La solitude ! Là, on est vraiment bien seuls au monde, c’est sûr. J’en cherche d’autres mais non vraiment, tout le reste est très différent. Ou alors j’ai tout oublié (rires) !
Comment va ton IMOCA Hublot ?
Mon bateau va bien, j’ai refait un tour de la structure hier et tout allait bien, il encaisse bien. Je n’ai pas eu de casse, seulement des bricoles, des choses qui dans le temps vont lâcher ou des petites choses pour mettre à mon goût. La pompe hydraulique de foil que j’ai déjà réparée ne va pas tenir longtemps, mais le bateau va bien dans l’ensemble, les voiles aussi. Je suis très surpris de sa solidité parce que je lui en ai demandé beaucoup et il ne bronche pas. On est en phase, on fait un bon binôme.

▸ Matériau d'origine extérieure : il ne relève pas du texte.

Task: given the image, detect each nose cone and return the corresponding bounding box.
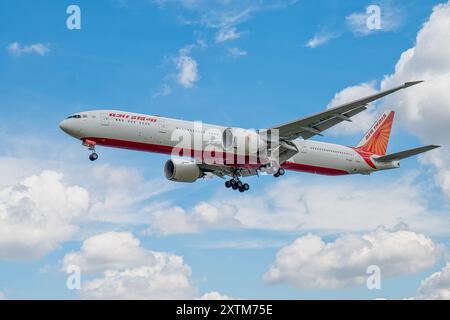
[59,119,82,138]
[59,120,69,133]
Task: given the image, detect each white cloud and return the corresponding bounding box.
[264,229,440,289]
[228,47,248,57]
[176,55,199,88]
[152,0,297,36]
[85,164,172,225]
[416,263,450,300]
[7,42,50,56]
[195,239,285,250]
[65,232,195,299]
[379,1,450,143]
[216,27,241,43]
[81,257,196,300]
[308,3,403,47]
[148,175,450,236]
[200,291,233,300]
[0,171,89,260]
[63,231,229,300]
[173,45,200,88]
[329,1,450,200]
[346,4,402,36]
[0,152,173,261]
[154,2,298,89]
[306,32,338,49]
[149,202,241,236]
[62,232,156,273]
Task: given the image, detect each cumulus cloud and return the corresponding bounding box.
[0,171,89,260]
[148,175,450,236]
[81,257,196,300]
[64,232,195,299]
[416,263,450,300]
[62,232,156,273]
[149,202,241,236]
[63,232,229,299]
[7,42,50,56]
[85,164,172,225]
[329,1,450,200]
[264,229,440,288]
[379,2,450,141]
[0,152,172,261]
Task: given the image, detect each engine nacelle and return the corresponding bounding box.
[164,159,202,183]
[222,128,267,154]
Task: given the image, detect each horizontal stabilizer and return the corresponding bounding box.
[376,145,440,162]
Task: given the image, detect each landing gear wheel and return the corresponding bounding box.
[89,153,99,162]
[239,187,245,193]
[274,168,285,178]
[232,184,239,190]
[230,179,237,187]
[237,181,243,189]
[243,183,250,191]
[225,180,232,188]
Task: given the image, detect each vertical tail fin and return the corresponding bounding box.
[356,110,395,155]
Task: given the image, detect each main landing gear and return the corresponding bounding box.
[225,179,250,193]
[83,139,99,162]
[273,168,285,178]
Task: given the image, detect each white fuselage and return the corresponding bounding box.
[59,110,399,176]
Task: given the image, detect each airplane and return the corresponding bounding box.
[59,81,439,193]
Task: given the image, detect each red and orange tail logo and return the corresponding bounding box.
[356,111,395,156]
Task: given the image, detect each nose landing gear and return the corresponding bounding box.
[83,139,99,162]
[89,152,99,162]
[225,179,250,193]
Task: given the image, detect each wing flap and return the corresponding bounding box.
[300,105,367,140]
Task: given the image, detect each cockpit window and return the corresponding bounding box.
[66,115,82,119]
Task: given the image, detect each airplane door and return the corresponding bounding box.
[101,113,110,126]
[301,144,308,154]
[158,120,167,133]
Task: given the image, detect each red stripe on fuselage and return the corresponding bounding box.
[84,137,350,176]
[84,137,261,168]
[282,162,349,176]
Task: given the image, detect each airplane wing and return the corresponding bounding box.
[268,81,423,140]
[375,145,440,162]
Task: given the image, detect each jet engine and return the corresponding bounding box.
[222,128,267,154]
[164,159,203,183]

Comment réagit-il aux mers du Sud ?
Il enfourne beaucoup, mais ça c’est pour tous ! Là on a une mer, ce n’est même pas qu’elle est croisée, c’est qu’elle est carrément de travers, de face et d’arrière. Tu peux pas faire pire ! Tout souffre à bord, mais il se comporte bien dans le vent fort du Sud et c’est chouette. Le matossage aussi fonctionne bien, tout ce qu’on avait mis en place, ça marche. Par contre, je pense que je vais vraiment me les cailler dans le Grand Sud, quand j’arriverai dans les 50e.
J’ai vraiment juste hâte de le voir dans la belle houle du Sud ! C’est un bateau qui aime le gros temps, mais là j’étais obligé de garder le pied sur le frein pour ne pas tout exploser, donc j’aimerais bien avoir un peu tout qui s’aligne pour voir ce que ça donne sur une belle mer !
Comment analyses-tu ta position dans la flotte ?
Ma position dans la flotte est assez Nord, elle va l’être quasiment jusqu’en Australie. L’idée c’est de naviguer dans une mer qui est adaptée à mon bateau. Plus au Sud, il y a plus de vent mais la mer est dégueulasse, et ça ne passe pas. Entre les fichiers météo et la réalité, tu peux rajouter 20 nœuds. Donc je vais rester Nord, j’aimerais bien recoller Damien Seguin, qui n’est plus très loin devant. Derrière, j’ai mis 200 milles à mes poursuivants, je suis content. Je suis avec Isabelle Joschke et il y a Jean Le Cam qui s’est un peu extirpé.
Il est chiant, Jean ! Il navigue plus bas, je ne sais pas comment il gère son truc, pour l’instant c’est un peu ma déception, il a toujours le positionnement que j’aimerais avoir mais que je ne peux pas avoir parce qu’il a toujours le petit cran de décalage qui fait qu’il n’a pas le même vent, et du coup je n’arrive pas à le recoller encore !
Quels sont les enjeux des prochains jours pour toi ?
Les enjeux, c’est de gérer avec les dépressions qui nous arrivent dessus, avec les fronts aussi, et de pas casser de matos. Et d’avoir la speed, pour rester rapide par rapport au groupe de derrière, mais surtout de devant. On n’a pas tous la même course clairement ! Les deux groupes de devant font quasiment la course sur un seul bord depuis plusieurs jours, nous on se tape des montées et descentes dans l’Indien ! Les routes ne vont pas être directes pour moi, mais j’ai envie d’aller vite. Naviguer propre, ne pas casser, et recoller : voilà l’idée !
C’est ce qu’on peut te souhaiter pour les quatre prochaines semaines ?
Oui c’est exactement ça! Et continuer à prendre du plaisir parce que même si c’est difficile, il y a quand même des phases où je me régale ! Mais oui : ne pas faire trop d’erreurs, et vraiment rattraper les copains devant, ce serait super prometteur pour la suite.